Mariusz Kwiecien sang Belcore cleanly but sometimes has a bit of strain in his voice in the higher ranges. Ambrogio Maestri is a big man with a big voice and is very Italian and would thus seem ideal for Dulcamara, but despite booming it out just fine (with an excellent upper register) never seemed to have the personality to match his other attributes. Anne-Carolyn Bird’s Giannetta chorus scene was beautifully done, featuring several of the most elegantly shaped phrases of the night.

Maurizio Benini kept to the tradition that Elisir d’amore should only be conducted very, very badly (see my records on this—yeah, I like this opera and go see it a lot, we go back, Elisir and I, and for the record my production was cuter than this one and I still have the bottle of elixir sitting on my bookshelf).

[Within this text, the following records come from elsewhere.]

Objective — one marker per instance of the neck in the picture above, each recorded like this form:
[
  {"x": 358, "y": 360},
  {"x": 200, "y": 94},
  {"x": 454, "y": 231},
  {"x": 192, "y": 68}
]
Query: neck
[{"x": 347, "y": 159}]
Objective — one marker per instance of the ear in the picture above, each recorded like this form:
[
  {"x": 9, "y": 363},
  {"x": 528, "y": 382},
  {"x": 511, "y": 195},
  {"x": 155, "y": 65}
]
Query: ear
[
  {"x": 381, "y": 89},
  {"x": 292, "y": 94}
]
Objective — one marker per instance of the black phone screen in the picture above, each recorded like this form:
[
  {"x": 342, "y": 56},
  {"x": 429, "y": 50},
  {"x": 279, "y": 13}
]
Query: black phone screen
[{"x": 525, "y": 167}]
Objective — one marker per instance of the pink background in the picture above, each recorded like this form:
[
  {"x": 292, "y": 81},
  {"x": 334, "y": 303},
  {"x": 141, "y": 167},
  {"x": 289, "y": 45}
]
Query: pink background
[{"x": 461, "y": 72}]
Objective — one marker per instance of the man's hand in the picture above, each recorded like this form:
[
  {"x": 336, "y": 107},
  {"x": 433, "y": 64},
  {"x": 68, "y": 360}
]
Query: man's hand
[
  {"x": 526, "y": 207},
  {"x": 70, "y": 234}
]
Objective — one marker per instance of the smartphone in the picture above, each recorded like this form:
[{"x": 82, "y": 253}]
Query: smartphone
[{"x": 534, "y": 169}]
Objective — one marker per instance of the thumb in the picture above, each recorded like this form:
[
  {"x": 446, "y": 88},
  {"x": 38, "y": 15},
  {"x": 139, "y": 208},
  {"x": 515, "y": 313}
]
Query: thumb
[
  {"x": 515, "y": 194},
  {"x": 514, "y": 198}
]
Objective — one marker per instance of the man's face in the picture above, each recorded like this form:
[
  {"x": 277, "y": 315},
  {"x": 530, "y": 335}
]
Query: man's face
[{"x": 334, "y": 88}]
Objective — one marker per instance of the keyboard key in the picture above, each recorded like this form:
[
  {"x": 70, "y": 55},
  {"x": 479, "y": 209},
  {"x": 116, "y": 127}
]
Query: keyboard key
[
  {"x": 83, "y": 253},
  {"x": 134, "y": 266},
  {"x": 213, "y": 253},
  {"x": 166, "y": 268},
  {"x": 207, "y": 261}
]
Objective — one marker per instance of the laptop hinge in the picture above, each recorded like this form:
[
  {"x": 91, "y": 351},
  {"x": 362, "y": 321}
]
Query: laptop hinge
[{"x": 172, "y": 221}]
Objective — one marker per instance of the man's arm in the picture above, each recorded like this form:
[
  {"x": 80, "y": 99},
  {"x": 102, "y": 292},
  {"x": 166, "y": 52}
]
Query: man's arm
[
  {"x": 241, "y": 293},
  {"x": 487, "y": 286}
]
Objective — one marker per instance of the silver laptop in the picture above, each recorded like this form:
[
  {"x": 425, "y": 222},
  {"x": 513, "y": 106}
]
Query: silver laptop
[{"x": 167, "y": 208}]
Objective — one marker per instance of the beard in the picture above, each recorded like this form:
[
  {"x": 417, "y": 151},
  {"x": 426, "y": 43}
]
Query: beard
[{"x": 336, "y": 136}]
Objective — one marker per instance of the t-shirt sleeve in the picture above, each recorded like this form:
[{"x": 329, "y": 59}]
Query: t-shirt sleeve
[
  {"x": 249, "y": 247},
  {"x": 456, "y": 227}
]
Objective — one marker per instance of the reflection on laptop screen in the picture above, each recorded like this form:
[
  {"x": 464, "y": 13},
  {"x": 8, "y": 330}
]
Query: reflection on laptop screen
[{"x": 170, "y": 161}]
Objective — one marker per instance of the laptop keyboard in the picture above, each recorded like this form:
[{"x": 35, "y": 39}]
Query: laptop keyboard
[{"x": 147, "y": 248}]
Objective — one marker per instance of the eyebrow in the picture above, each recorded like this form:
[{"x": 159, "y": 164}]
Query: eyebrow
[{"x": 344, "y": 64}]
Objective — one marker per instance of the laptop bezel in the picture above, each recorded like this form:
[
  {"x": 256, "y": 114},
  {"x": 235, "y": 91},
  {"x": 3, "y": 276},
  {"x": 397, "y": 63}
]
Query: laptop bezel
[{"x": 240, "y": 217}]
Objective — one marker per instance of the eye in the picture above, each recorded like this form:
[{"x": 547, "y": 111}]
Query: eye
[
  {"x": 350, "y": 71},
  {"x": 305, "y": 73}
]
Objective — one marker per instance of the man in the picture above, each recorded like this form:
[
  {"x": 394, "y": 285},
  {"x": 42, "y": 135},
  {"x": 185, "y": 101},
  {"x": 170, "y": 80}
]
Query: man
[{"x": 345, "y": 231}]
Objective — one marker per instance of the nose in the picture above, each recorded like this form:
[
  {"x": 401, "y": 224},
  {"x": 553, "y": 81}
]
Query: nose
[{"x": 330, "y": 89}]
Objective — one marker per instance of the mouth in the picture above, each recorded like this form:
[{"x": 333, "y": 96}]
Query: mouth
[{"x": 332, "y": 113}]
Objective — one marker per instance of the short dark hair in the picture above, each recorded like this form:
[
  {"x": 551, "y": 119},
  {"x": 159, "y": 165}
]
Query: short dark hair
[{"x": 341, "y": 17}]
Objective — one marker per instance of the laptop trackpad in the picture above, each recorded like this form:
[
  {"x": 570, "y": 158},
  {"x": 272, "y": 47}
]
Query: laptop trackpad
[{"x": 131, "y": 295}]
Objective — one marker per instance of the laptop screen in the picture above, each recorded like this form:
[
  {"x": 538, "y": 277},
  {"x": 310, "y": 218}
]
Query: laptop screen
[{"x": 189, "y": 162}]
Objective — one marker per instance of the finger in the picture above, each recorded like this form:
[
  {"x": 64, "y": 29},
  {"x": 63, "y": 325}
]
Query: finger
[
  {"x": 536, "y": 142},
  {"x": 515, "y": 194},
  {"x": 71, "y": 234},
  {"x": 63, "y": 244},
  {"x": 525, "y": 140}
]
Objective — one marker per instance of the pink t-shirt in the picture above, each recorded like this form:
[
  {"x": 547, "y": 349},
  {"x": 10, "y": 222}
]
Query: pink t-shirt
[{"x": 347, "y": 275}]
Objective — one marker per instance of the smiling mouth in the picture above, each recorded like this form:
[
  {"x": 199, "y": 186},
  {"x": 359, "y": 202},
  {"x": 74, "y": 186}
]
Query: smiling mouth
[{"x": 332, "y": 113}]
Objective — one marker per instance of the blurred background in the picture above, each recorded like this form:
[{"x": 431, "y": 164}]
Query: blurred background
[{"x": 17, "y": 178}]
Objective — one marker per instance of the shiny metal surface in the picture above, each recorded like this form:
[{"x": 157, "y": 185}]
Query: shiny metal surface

Coordination was faulty in the chorus preceding Dulcamara’s entrance, the tricky concertante that closes Act 1, and several other spots. In general Benini seemed content to let the singers do their thing and not make anything too exciting or dramatic.

Alas, this seems to have been everyone’s mission. Doing anything that hadn’t been done before doesn’t seem to have been on anyone’s mind. It’s less twee than most of Sher’s other work for the Met, but it’s slapdash, superficial, and hella boring. I think I’d actually prefer to see Otto Schenk’s Vienna production, which isn’t any more innovative but at least doesn’t bury its characters in sets and shadows. If opening night sets the tone for the rest of the year it’s going to be a long, long season.

On the way home I tried to think what would make me want to see this thing again and I came up with the following casts:
Marina Poplovskaya and Lance Ryan
Simone Kermes and Johan Botha
Nadja Michael and the sax/flute player from the subway
You might gather I think this production needs an infusion of weird energy. Putting together a certifiably insane HIP diva and an immobile Heldentenor might not be kind to Donizetti but it would sure be something different. Any further ideas?

Should you wish, this production is on for the next while and on HD later.